How to write a Sequence to Sequence seq2seq Model using chainer

This recipe helps you write a Sequence to Sequence seq2seq Model using chainer

Recipe Objective - How to write a Sequence to Sequence (seq2seq) Model using chainer?

The sequence to sequence (seq2seq) model is a learning model that changes input sequence to

output sequence. In this specific circumstance, the sequence is a list of symbols, comparing

to the words in a sentence. The seq2seq model has made extraordinary progress in fields, for example,

machine learning, dialogue systems, question answering, and text summarization.

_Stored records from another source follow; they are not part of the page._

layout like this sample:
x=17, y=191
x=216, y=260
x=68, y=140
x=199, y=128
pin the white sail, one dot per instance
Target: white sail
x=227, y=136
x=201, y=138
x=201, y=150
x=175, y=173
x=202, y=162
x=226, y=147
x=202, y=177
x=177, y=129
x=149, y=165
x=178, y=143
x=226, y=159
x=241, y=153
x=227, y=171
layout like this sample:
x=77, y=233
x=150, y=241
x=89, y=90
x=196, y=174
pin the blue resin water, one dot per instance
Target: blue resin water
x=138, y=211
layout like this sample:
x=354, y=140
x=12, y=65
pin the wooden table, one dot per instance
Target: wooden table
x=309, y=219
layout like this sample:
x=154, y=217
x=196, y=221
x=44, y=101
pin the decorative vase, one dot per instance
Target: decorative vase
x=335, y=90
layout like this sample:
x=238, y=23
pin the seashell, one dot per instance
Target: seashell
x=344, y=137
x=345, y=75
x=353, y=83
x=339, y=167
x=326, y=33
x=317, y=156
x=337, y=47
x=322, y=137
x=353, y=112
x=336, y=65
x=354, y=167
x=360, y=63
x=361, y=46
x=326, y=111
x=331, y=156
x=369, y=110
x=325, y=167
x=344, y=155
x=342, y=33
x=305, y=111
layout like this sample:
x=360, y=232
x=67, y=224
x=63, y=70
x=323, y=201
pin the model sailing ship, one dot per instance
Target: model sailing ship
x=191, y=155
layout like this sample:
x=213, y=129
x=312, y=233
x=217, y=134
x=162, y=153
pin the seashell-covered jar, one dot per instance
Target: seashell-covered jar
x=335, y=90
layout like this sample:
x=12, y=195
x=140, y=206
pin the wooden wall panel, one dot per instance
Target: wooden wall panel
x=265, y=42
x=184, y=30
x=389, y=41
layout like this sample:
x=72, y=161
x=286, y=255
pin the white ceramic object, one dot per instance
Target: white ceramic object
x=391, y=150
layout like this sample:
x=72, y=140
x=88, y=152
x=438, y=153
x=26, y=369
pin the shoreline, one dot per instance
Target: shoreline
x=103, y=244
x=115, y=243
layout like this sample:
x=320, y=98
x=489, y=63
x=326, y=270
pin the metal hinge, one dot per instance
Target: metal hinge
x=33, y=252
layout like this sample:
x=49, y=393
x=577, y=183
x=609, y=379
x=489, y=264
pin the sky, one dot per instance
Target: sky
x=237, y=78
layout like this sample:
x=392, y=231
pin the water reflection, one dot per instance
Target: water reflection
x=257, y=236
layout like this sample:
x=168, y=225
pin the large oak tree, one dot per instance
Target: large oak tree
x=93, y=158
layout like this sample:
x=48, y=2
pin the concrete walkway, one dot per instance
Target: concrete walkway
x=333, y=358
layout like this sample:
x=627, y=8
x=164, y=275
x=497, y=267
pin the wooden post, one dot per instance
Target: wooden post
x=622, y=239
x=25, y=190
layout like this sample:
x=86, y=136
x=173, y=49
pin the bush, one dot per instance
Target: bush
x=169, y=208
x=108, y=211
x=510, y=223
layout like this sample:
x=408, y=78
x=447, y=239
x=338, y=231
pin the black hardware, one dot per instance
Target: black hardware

[Note] Save this file in ".py" format and run it on command line. Because "parse_args" function does not work in jupyter notebook.

Step-by-Step Implementation:-

1. Importing Necessary Libraries:

import io

from nltk.translate import bleu_score
import numpy
import progressbar
import six

import argparse
import chainer
import chainer.functions as F
import chainer.links as L
from chainer import training

2. Defining training setting:

parser = argparse.ArgumentParser()

parser.add_argument('SOURCE', help='source sentence list')
parser.add_argument('TARGET', help='target sentence list')
parser.add_argument('SOURCE_VOCAB', help='source vocabulary file')
parser.add_argument('TARGET_VOCAB', help='target vocabulary file')
parser.add_argument('--validation-source',
                help='source sentence list for validation')
parser.add_argument('--validation-target',
                help='target sentence list for validation')
parser.add_argument('--batchsize', '-b', type=int, default=64,
                help='number of sentence pairs in each mini-batch')
parser.add_argument('--epoch', '-e', type=int, default=20,
                help='number of sweeps over the dataset to train')
parser.add_argument('--resume', '-r', type=str,
                help='resume the training from snapshot')
parser.add_argument('--save', '-s', type=str,
                help='save a snapshot of the training')
parser.add_argument('--unit', '-u', type=int, default=1024,
                help='number of units')
parser.add_argument('--layer', '-l', type=int, default=3,
                help='number of layers')
parser.add_argument('--use-dataset-api', default=False,
                action='store_true',
                help='use TextDataset API to reduce CPU memory usage')
parser.add_argument('--min-source-sentence', type=int, default=1,
                help='minimium length of source sentence')
parser.add_argument('--max-source-sentence', type=int, default=50,
                help='maximum length of source sentence')
parser.add_argument('--min-target-sentence', type=int, default=1,
                help='minimium length of target sentence')
parser.add_argument('--max-target-sentence', type=int, default=50,
                help='maximum length of target sentence')
parser.add_argument('--log-interval', type=int, default=200,
                help='number of iteration to show log')
parser.add_argument('--validation-interval', type=int, default=4000,
                help='number of iteration to evlauate the model '
                'with validation dataset')
parser.add_argument('--device', '-d', type=str, default='-1',
                help='Device specifier. Either ChainerX device '
                'specifier or an integer. If non-negative integer, '
                'CuPy arrays with specified device id are used. If '
                'negative integer, NumPy arrays are used')
parser.add_argument('--out', '-o', default='result',
                help='directory to output the result')
group = parser.add_argument_group('deprecated arguments')
group.add_argument('--gpu', '-g', dest='device',
                type=int, nargs='?', const=0,
                help='GPU ID (negative value indicates CPU)')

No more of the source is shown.